The most pressing issues currently facing the average UK consumer are animal welfare and promoting fair trade, with climate change barely raising a concern in comparison.
According to a new survey by the Co-op, only 4% rate climate change as their top ethical priority.
This is way below animal welfare (21%) and fair trade (14%) in a survey that gathered information from around 100,000 customers and members – from grocery shoppers to bank account holders – on what they regard as their own ethical priorities.
The Co-op is now using the information to shape its own policies, but the survey also highlights that although general awareness about ethical consumerism is rising there are still large gaps in the public’s understanding.
Three main categories emerged from the survey as the key areas of concern – ethical trading (27%), animal welfare (25%) and environmental impact (22%).
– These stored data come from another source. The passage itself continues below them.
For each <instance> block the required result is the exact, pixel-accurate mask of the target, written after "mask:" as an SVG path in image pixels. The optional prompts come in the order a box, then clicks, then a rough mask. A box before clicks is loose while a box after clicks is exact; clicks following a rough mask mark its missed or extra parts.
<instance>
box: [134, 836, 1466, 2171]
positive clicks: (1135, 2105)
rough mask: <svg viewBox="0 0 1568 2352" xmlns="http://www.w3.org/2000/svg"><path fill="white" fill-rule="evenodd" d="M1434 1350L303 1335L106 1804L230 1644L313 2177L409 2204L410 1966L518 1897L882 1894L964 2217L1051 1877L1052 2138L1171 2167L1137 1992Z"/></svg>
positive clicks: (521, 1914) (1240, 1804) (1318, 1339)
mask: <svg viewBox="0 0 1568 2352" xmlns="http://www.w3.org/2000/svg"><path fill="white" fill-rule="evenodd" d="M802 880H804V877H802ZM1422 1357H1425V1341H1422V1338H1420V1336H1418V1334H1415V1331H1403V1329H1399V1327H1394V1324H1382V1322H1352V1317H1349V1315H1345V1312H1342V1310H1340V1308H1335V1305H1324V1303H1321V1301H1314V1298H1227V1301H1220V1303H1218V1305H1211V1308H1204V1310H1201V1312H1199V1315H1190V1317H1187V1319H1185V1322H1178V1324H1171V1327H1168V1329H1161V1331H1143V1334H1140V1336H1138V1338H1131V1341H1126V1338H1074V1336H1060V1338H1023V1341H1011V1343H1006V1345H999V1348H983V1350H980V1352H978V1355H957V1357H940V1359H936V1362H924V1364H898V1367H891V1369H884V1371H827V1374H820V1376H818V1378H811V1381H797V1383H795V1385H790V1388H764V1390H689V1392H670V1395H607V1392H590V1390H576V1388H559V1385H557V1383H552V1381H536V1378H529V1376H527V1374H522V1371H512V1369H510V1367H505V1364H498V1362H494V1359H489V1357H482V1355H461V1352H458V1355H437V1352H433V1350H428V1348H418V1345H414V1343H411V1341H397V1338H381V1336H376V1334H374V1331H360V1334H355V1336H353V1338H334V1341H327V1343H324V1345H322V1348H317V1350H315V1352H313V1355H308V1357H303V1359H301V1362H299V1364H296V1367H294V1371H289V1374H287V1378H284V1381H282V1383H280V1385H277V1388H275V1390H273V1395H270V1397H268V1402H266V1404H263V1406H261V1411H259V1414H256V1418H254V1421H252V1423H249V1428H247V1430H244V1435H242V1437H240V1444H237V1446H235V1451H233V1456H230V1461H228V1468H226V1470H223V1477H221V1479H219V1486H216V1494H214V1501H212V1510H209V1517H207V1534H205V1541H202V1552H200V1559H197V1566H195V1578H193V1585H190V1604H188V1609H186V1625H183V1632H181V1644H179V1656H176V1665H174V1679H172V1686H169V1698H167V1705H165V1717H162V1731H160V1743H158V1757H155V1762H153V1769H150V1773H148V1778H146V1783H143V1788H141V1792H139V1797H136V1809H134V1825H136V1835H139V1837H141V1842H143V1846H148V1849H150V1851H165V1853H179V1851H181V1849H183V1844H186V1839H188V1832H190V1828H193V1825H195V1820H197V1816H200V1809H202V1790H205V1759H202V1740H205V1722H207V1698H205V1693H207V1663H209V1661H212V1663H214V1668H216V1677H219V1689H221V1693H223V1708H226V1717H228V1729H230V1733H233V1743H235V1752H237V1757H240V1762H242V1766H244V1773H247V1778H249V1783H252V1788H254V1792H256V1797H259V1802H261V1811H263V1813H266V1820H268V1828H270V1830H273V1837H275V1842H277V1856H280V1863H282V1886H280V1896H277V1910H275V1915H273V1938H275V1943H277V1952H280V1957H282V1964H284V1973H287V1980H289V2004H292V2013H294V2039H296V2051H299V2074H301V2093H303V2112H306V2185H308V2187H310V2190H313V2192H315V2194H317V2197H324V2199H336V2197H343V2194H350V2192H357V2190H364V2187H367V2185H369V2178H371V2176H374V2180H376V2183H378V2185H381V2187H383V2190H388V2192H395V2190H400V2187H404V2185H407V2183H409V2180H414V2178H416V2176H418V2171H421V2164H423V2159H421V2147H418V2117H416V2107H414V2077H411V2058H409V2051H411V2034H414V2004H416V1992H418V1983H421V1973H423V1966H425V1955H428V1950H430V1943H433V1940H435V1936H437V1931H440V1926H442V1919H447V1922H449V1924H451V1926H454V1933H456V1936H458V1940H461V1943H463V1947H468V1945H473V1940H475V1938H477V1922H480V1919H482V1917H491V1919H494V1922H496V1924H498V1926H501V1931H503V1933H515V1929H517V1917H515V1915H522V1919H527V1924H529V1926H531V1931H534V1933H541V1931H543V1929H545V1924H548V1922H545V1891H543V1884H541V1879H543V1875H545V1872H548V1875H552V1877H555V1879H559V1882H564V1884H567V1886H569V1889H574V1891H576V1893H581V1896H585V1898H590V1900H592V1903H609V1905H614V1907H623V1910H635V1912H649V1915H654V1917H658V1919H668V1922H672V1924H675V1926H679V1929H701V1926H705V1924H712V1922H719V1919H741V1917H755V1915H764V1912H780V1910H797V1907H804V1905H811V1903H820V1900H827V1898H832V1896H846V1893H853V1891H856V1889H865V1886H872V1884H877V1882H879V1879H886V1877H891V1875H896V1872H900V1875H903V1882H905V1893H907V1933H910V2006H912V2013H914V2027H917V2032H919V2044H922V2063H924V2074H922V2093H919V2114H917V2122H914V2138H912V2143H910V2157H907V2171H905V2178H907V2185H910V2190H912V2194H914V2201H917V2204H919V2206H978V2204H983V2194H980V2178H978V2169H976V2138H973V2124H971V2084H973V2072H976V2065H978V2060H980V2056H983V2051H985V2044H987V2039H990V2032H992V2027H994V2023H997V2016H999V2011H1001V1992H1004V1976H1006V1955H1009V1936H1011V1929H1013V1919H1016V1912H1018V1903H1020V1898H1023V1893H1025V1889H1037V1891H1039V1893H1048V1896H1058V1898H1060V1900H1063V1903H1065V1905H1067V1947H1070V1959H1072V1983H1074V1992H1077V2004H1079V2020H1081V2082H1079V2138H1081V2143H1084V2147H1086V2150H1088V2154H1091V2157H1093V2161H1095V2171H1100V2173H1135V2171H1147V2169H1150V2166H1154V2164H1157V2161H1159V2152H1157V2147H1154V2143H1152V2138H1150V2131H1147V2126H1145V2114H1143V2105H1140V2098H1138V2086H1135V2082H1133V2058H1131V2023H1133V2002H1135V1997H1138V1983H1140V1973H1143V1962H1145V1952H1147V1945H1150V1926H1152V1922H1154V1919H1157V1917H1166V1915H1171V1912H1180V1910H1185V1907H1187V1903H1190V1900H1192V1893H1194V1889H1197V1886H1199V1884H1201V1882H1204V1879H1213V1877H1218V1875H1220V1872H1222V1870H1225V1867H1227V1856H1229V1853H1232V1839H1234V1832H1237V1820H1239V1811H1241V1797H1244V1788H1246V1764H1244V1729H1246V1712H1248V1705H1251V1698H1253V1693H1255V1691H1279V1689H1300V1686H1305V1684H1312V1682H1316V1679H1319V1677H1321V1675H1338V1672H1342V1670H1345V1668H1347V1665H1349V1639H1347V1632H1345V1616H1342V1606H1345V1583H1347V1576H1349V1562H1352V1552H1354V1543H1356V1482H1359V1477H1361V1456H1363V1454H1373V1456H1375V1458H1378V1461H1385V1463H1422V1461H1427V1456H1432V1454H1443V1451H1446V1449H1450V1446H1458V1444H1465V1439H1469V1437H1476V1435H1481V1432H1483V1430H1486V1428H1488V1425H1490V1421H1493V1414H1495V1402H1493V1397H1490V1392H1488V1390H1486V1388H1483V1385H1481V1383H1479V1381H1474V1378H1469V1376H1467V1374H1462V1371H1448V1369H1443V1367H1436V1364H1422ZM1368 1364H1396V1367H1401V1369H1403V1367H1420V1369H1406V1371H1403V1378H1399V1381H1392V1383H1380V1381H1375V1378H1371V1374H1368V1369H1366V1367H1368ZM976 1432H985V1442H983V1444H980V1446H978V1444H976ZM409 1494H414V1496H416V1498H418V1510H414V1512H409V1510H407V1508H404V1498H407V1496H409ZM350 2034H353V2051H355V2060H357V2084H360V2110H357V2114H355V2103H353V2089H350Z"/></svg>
And yet despite the awareness of environmental issues, the fact that only 4% highlighted climate change as a major concern suggests that the public remains confused about what the issue actually means.
It certainly adds weight to claims that with two very distinct sides to the climate change argument jostling for position, the lack of clear, concise and impartial information is antagonising the public. To make matters worse, those supposedly on the same side of the climate change debate have a tendency to argue amongst themselves.
So the good news appears to be that the UK’s consumers level of ethical awareness is continuing to rise.
The bad news is that confusion remains the dominant characteristic of one of the biggest debates of all – the future of our planet.